Parallel: For parallel viewing (left eye sees left image, right sees right image)

Cross-eyed: For cross-eyed viewing (left eye sees right image and vice versa) - useful to check the effect if you do not have a 3D device.

output_type

SBS: Outputs a standard side-by-side stereoscopic image with separate left and right views. Suitable for VR headsets, 3D TVs, cross-eyed or parallel free-viewing. The image is split in half horizontally: left eye image on the left, right eye image on the right (or reversed if using cross-eyed mode).

Anaglyph: Outputs a single red-cyan composite image that encodes stereo depth using color channels. The left eye is mapped to red, and the right eye is mapped to green/blue (cyan). This format is viewable with red-cyan 3D glasses and is ideal for quick previewing on standard monitors without special hardware.

depth_blur_strength: Controls how much to blur the depth map transitions (3-33, odd values only).

Lower values for sharper depth separation between objects or layers.

Higher values for smoother transitions between depth planes, though this may introduce some distortion in some images.

temporal_smoothing: Controls smoothing between frames (0.0-0.5). Higher values create more consistent depth perception between frames but may reduce responsiveness to rapid depth changes.

batch_size: Number of video frames to process at once. higher = more memory usage.

</details>

About Cross-eyed Mode

Cross-eyed mode is primarily used for viewing stereoscopic 3D images on a regular 2D screen without needing any special equipment. Here's how it is used:

With Parallel, the left-eye image feeds the left eye, and the right-eye image feeds the right eye.

But with Cross-eyed, this is flipped it places the left-eye image on the right side and the right-eye image on the left side.

When you cross your eyes, each eye ends up looking at the correct image, and your brain fuses them into a 3D image which will appear centered. If done correctly, that middle image will appear 3D without the need for a VR headset or 3D glasses.

More Information here

Generating Depth Maps

I would highly recommend using depth maps generated by Depth-Anything V2. You can use MiDaS but DepthAnything V2 produces more dense, higher-fidelity depth maps and tends to preserve sharper edges and fine structures better which I feel are better suited for situations where accurate object boundaries and separation matter more.

DepthAnythingV2 vs MiDaS

The included workflows both use Kijai's DepthAnythingV2 custom nodes. As a starting point I would recommend using the depth_anything_v2_vitl_fp16 variant of the model which isn't too big at 1.3GB

Formats and Aspect Ratios

Note that some 3D viewer apps will interpret square aspect ratios per eye as VR180 format. For example in ImmerGallery, you can force the format by suffixing the filename with _LR, or you can modify the image via its menu.
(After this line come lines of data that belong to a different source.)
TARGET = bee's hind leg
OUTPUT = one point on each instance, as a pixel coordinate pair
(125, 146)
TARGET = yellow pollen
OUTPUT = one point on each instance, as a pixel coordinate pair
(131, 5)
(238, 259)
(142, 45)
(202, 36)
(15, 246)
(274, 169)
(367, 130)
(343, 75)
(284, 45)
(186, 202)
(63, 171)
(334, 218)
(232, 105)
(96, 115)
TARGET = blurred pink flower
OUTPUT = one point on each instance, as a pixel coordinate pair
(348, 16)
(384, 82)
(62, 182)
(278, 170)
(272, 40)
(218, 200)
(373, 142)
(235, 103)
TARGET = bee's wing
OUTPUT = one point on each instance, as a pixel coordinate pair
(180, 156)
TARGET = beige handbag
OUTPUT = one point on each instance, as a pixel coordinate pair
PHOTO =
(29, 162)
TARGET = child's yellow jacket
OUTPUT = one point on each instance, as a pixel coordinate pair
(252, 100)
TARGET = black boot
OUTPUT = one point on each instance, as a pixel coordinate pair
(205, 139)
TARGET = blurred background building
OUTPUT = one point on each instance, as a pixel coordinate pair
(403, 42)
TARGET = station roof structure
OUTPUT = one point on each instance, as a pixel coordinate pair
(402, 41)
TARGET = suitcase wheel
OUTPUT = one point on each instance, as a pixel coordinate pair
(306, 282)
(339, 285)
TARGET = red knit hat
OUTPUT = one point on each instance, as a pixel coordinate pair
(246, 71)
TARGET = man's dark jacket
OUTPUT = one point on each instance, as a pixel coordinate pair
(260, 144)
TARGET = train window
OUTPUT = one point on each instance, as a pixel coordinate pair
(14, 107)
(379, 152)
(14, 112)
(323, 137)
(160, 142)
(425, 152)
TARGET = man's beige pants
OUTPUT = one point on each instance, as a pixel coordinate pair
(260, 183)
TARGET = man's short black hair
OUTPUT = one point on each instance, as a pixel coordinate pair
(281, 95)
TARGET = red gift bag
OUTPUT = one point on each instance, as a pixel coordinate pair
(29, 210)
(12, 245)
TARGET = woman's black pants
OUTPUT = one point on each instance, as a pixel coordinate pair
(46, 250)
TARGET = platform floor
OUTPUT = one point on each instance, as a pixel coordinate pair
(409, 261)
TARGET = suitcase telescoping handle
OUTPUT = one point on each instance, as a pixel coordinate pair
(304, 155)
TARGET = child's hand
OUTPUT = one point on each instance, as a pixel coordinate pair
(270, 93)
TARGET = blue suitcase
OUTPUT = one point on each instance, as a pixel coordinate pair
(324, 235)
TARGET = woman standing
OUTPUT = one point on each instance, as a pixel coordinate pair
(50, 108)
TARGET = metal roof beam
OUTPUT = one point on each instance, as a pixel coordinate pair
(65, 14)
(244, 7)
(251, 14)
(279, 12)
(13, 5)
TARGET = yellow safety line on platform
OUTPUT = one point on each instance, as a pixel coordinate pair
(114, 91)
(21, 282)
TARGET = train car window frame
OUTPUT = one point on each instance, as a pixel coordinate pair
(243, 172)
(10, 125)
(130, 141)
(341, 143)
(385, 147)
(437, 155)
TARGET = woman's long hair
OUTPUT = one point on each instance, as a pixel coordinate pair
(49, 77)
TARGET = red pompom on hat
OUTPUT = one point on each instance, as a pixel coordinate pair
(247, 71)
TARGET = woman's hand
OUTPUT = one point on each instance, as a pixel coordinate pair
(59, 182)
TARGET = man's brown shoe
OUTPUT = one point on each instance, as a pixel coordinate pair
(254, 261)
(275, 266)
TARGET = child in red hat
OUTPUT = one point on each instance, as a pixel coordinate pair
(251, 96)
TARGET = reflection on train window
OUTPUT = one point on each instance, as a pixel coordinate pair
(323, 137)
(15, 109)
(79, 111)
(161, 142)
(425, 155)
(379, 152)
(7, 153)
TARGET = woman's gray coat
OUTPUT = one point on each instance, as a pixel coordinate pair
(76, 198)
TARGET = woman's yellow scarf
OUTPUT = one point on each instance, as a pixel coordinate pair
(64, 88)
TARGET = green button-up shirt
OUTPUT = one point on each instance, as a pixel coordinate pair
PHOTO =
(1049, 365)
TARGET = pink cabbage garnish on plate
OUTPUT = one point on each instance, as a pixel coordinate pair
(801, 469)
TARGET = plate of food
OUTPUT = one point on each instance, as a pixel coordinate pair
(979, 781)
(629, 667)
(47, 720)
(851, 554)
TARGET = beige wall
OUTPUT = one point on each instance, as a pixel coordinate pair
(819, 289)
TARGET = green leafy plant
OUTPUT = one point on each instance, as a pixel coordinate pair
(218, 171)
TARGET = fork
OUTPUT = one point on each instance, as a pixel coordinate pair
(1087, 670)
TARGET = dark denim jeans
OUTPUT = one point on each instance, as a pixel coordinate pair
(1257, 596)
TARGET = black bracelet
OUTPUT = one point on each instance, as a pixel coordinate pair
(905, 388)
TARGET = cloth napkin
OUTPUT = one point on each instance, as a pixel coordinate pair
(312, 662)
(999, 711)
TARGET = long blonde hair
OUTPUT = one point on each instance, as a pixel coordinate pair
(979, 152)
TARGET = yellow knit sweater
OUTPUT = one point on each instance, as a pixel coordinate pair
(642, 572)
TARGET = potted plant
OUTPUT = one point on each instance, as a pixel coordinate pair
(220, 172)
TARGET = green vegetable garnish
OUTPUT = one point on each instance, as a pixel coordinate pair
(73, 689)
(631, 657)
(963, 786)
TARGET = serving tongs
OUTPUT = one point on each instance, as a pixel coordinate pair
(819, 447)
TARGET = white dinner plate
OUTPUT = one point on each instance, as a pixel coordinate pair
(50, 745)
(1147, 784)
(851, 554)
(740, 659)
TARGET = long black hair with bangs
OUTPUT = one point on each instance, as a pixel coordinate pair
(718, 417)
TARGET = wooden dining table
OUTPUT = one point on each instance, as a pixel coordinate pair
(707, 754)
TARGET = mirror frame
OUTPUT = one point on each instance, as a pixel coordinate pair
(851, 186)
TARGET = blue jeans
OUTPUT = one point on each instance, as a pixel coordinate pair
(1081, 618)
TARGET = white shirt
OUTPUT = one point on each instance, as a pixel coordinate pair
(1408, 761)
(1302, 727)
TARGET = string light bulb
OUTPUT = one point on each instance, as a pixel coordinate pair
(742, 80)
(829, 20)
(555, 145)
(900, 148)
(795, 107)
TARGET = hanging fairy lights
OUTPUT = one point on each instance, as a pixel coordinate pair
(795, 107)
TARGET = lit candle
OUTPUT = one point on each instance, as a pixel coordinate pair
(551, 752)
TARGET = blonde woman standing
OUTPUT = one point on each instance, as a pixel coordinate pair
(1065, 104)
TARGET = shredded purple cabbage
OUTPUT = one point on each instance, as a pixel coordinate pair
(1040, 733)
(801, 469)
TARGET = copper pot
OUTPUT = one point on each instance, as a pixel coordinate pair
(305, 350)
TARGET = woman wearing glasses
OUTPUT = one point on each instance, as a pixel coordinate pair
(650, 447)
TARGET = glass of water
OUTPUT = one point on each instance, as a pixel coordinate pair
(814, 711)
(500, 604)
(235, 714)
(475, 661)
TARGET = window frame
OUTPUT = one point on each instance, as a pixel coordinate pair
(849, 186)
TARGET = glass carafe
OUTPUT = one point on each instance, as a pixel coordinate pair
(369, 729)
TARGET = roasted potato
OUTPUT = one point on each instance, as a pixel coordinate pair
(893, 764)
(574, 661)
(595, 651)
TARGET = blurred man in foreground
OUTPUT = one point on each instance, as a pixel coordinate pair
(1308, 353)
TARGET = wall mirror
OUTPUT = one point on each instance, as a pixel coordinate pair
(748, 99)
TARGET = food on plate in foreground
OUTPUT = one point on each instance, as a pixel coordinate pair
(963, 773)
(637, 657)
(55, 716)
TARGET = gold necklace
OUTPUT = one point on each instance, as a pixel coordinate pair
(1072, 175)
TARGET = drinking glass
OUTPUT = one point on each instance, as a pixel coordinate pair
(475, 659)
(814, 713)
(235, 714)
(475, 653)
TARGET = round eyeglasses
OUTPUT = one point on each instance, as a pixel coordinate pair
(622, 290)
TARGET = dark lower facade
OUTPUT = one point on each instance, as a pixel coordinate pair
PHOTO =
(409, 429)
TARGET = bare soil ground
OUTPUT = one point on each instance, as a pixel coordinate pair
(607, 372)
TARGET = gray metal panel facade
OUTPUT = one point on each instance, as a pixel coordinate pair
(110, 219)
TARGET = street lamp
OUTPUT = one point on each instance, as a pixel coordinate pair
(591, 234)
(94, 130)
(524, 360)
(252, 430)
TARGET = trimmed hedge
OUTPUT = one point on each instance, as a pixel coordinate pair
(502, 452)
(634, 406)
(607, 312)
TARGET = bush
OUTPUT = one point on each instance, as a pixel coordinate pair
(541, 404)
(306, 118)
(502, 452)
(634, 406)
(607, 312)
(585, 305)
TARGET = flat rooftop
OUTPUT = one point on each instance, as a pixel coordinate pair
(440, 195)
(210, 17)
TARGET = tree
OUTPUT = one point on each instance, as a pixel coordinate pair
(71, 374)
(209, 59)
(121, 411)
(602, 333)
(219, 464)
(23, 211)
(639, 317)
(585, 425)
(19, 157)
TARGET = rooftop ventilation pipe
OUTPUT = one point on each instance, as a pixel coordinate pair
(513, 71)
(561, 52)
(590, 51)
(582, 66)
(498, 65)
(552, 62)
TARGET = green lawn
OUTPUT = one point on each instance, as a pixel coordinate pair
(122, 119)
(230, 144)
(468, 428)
Sample SBS Images & Videos

You can find and download sample SBS images and videos generated from these custom nodes here, Transfer them to your device and check them out. Below are some examples.

car

woman1

kitten

Image credits: Pixabay

Viewing Devices

If you are creating sbs images or video clips then it is assumed that you already have a viewing device and software. In any case, what I have been using is the Quest 3 with the immerGallery software.